Reputation: 3837
I am looking for an example on how to use Parallel.For in C# with a reference type. I have been through the MSDN documentation, and all that I can find are examples that use a value type for thread local storage. The code that I'm trying is as follows:
public string[] BuildStrings(IEnumerable<string> str1, IEnumerable<string> str2, IEnumerable<string> str3)
{
// This method aggregates the strings in each of the collections and returns the combined set of strings. For example:
// str1 = "A1", "B1", "C1"
// str2 = "A2", "B2", "C2"
// str3 = "A3", "B3", "C3"
//
// Should return:
// "A1 A2 A3"
// "B1 B2 B3"
// "C1 C2 C3"
//
// The idea behind this code is to use a Parallel.For along with a thread local storage StringBuilder object per thread.
// Don't need any final method to execute after each partition has completed.
// No example on how to do this that I can find.
int StrCount = str1.Count(); // str1, str2, and str3 guaranteed to be equal in size and > 0.
var RetStr = new string[StrCount];
Parallel.For<StringBuilder>(0, StrCount, () => new StringBuilder(200), (i, j, sb1) =>
{
sb1.Clear();
sb1.Append(str1.ElementAt(i)).Append(' ').Append(str2.ElementAt(i)).Append(' ').Append(str3.ElementAt(i));
RetStr[i] = sb1.ToString();
}, (x) => 0);
return RetStr;
}
This code will not compile on Visual Studio 2013 Express edition. The error is on the Parallel.For line, right after the "(200),":
"Not all code paths return a value in lambda expression of type 'System.Func< int,System.Threading.Tasks.ParallelLoopState,System.Text.StringBuilder,System.Text.StringBuilder>'"
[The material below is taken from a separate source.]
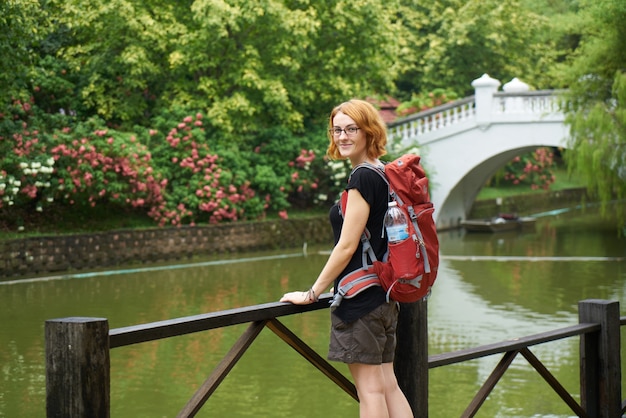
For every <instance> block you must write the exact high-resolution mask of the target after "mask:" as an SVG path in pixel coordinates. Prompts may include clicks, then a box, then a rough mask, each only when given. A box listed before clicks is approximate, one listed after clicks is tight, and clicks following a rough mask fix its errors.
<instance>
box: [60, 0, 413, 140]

The test code looks like this:
static void Main(string[] args)
{
int Loop;
const int ArrSize = 50000;
// Declare the lists to hold the first, middle, and last names of the clients.
List<string> List1 = new List<string>(ArrSize);
List<string> List2 = new List<string>(ArrSize);
List<string> List3 = new List<string>(ArrSize);
// Init the data.
for (Loop = 0; Loop < ArrSize; Loop++)
{
List1.Add((Loop + 10000000).ToString());
List2.Add((Loop + 10100000).ToString());
List3.Add((Loop + 1100000).ToString());
}
IEnumerable<string> FN = List1;
IEnumerable<string> MN = List2;
IEnumerable<string> LN = List3;
//
// Time running the Parallel.For version.
//
Stopwatch SW = new Stopwatch();
SW.Start();
string[] RetStrings;
RetStrings = BuildMatchArrayOld(FN, MN, LN);
// Get the elapsed time as a TimeSpan value.
SW.Stop();
TimeSpan TS = SW.Elapsed;
// Format and display the TimeSpan value.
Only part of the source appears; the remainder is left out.